Every bill creates winners and losers. Here's who stands to gain and who bears the cost.

Who Benefits

  • Municipal residents and voters — gain a clearer statutory bar against rehiring senior officials convicted of public‑duty felonies, which can help restore public trust in municipal leadership.
  • Municipal HR and hiring authorities — receive a statutory standard they can rely on when vetting candidates for senior posts and drafting contract terms for interim managers or outside counsel.
  • State and local legal/compliance teams — benefit from clearer triggers for disqualification that simplify risk assessments and contract language when retaining city managers or city attorneys.
  • Competing candidates without disqualifying convictions — benefit from reduced competition from applicants who have been convicted of the listed offenses when applying for equivalent municipal executive or legal roles.

Who Bears the Cost

  • City managers and city attorneys (including contracted individuals) convicted of covered felonies — face a permanent ban from equivalent municipal roles, cutting off a class of senior employment opportunities.
  • Cities and charter cities — must adjust recruitment, contracting, and vetting practices and may lose flexibility to rehire experienced leaders; they also bear compliance and potential litigation costs.
  • Contract firms and sole practitioners supplying interim city managers or city attorneys — face reduced market opportunities if key personnel have qualifying convictions and may need tighter screening clauses.
  • Applicants with older convictions whose employment history predates the statute’s employment‑date definitions — may face complex eligibility questions and litigation over retroactivity, creating administrative burdens for hiring bodies.

Key Issues

The Core Tension

The bill pits two legitimate aims against each other: protecting public trust by removing convicted officials from positions of municipal authority, versus permitting rehabilitation and avoiding overbroad or indeterminate exclusions from public service; resolving that trade‑off requires clearer boundaries than the statutory text provides.

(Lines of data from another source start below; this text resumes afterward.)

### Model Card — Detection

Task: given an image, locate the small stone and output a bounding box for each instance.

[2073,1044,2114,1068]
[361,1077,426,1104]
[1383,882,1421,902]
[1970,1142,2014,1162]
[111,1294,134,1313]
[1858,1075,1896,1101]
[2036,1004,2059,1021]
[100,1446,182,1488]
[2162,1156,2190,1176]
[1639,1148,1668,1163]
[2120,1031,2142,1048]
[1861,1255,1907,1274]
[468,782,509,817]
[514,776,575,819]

SB 521 creates two different exclusion tools — a broad, five‑year disqualification that applies to a defined category of at‑will public employees and a narrower, role‑specific bar for city managers and city attorneys that the text does not time‑limit. That asymmetry raises practical and fairness questions: someone convicted of the same offense could be temporarily barred from most public jobs but permanently barred (in practice) from a specific senior municipal role.

The bill leaves several operational questions unresolved. It does not define “conflict of interest,” which is a term with a wide range of statutory and doctrinal meanings; without a statutory definition, municipalities and courts will interpret the scope case‑by‑case.

Likewise, “equivalent role” is open‑ended: is a deputy city manager who performs substantially similar functions covered, or only the exact title? Enforcement mechanisms are silent — the statute assumes conviction records and hiring processes will do the work, but it creates potential for inconsistent application across jurisdictions and for disputes over whether a conviction triggers the bar.

Finally, the staged definitions (employment on or after January 1, 2026 for city roles and a separate 2013 reference for the public‑employee definition) could produce patchwork outcomes and litigation about retroactivity and who is covered.